Tuttavia, finora abbiamo parlato della terza missione come semplicemente funzionale allo sviluppo economico e quindi l’abbiamo comunque subordinata ad una logica produttivistica. Ma è solo questo il senso dell’uni­versità? Il suo valore si racchiude interamente nel contributo che essa può dare all’economia? Una risposta positiva equivarrebbe a sostenere la tesi che una società si regge solo sulla produzione e che null’altro ha valore; che i suoi cittadini siano consumatori solo di merci e non importa loro null’altro; che insomma una civiltà sia l’ammontare complessivo delle merci che produce. Non ci vuole molto per intendere l’assurdità di una posizione di questo tipo. In effetti le università hanno un ruolo cruciale perché conservano quella che da secoli ha costituito la nostra eredità culturale, perché in esse è possibile conciliare tradizione e modernità: istruzione, democraticità, pace, sicurezza e benessere generalizzato rappresentano fattori strettamente concatenati tra loro e interdipendenti; ma tra di essi, l’istruzione è l’elemento strategico sul quale dovrebbero esser concentrati gli sforzi pubblici. È dalle università e nelle università che si decide quali cittadini e quale società costruiremo per il nostro domani. Insomma, l’università ha missioni e potenzialità che rispondono ad una esigenza diffusa di formazione culturale e di maggiore consapevolezza della condizione umana, col fornire un’istruzione liberale agli uomini e ai cittadini, favorendo un clima di tolleranza e di pluralità. Tutto ciò fa parte – come sostiene persino il presidente dell’università di Harvard Drew Gilpin Faust (“The University’s Crisis of Purpose”, NYT, Sept. 6, 2009) –  dei compiti fondamentali dell’università; appiattirla alla sola dimensione produttivistica, cui anche la ricerca scientifica dovrebbe essere subordinata, significa sminuirne il ruolo e non comprendere l’enorme significato che essa ha ancora per una società migliore, più democratica, più consapevole.

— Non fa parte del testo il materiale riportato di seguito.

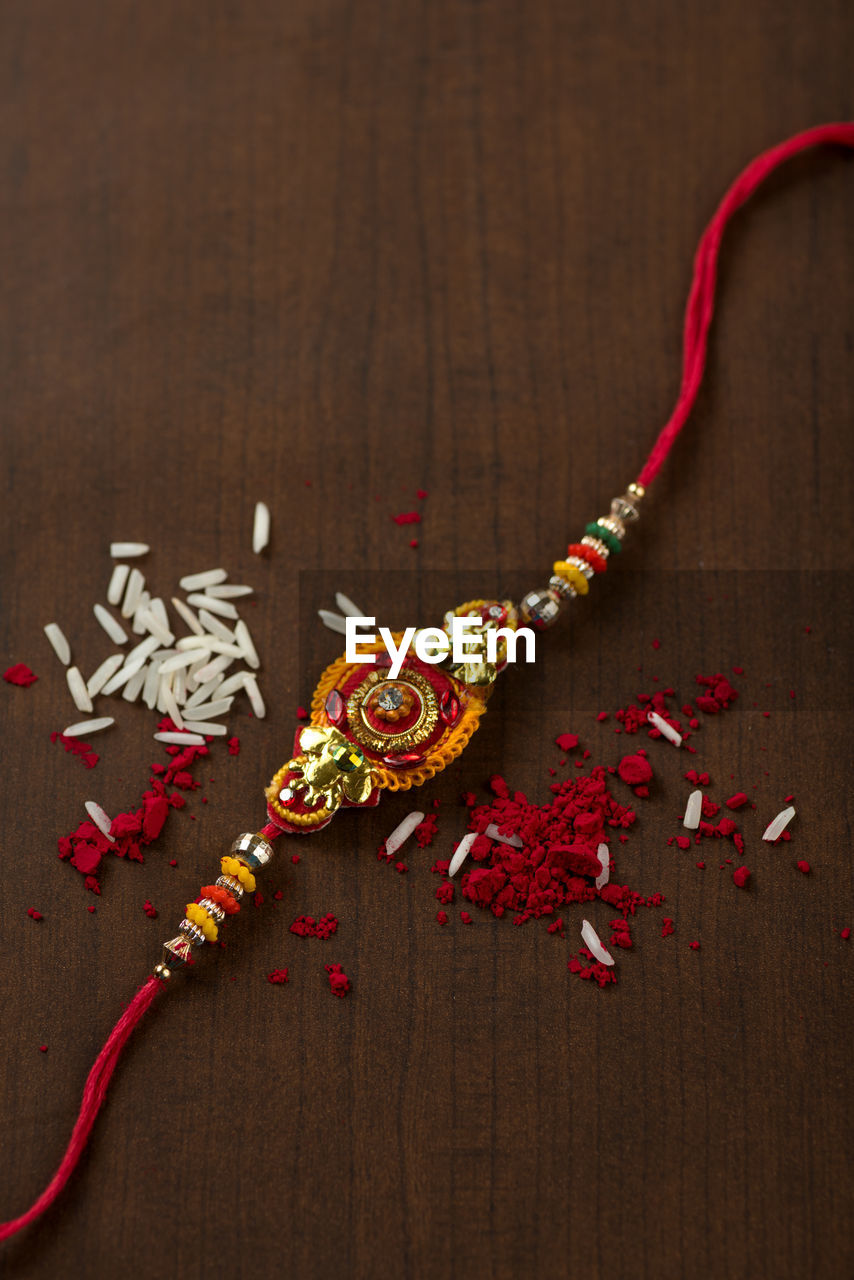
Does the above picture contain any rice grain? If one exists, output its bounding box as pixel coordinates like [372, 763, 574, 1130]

Questi sono – direbbero alcuni – valori “non negoziabili” che stanno alla base di ogni convivenza civile: distruggere il tessuto universitario diffuso per privilegiare poche università di eccellenza e definanziare la ricerca di base per concentrare le risorse su quella applicata, non solo causerebbe l’impossibilità della stessa innovazione produttiva, ma porterebbe ad una progressiva decadenza del tessuto civile, morale e sociale dell’Italia. È  a questo processo che già da qualche tempo stiamo assistendo; e non sembra che il governo Monti per questo aspetto rappresenti una novità.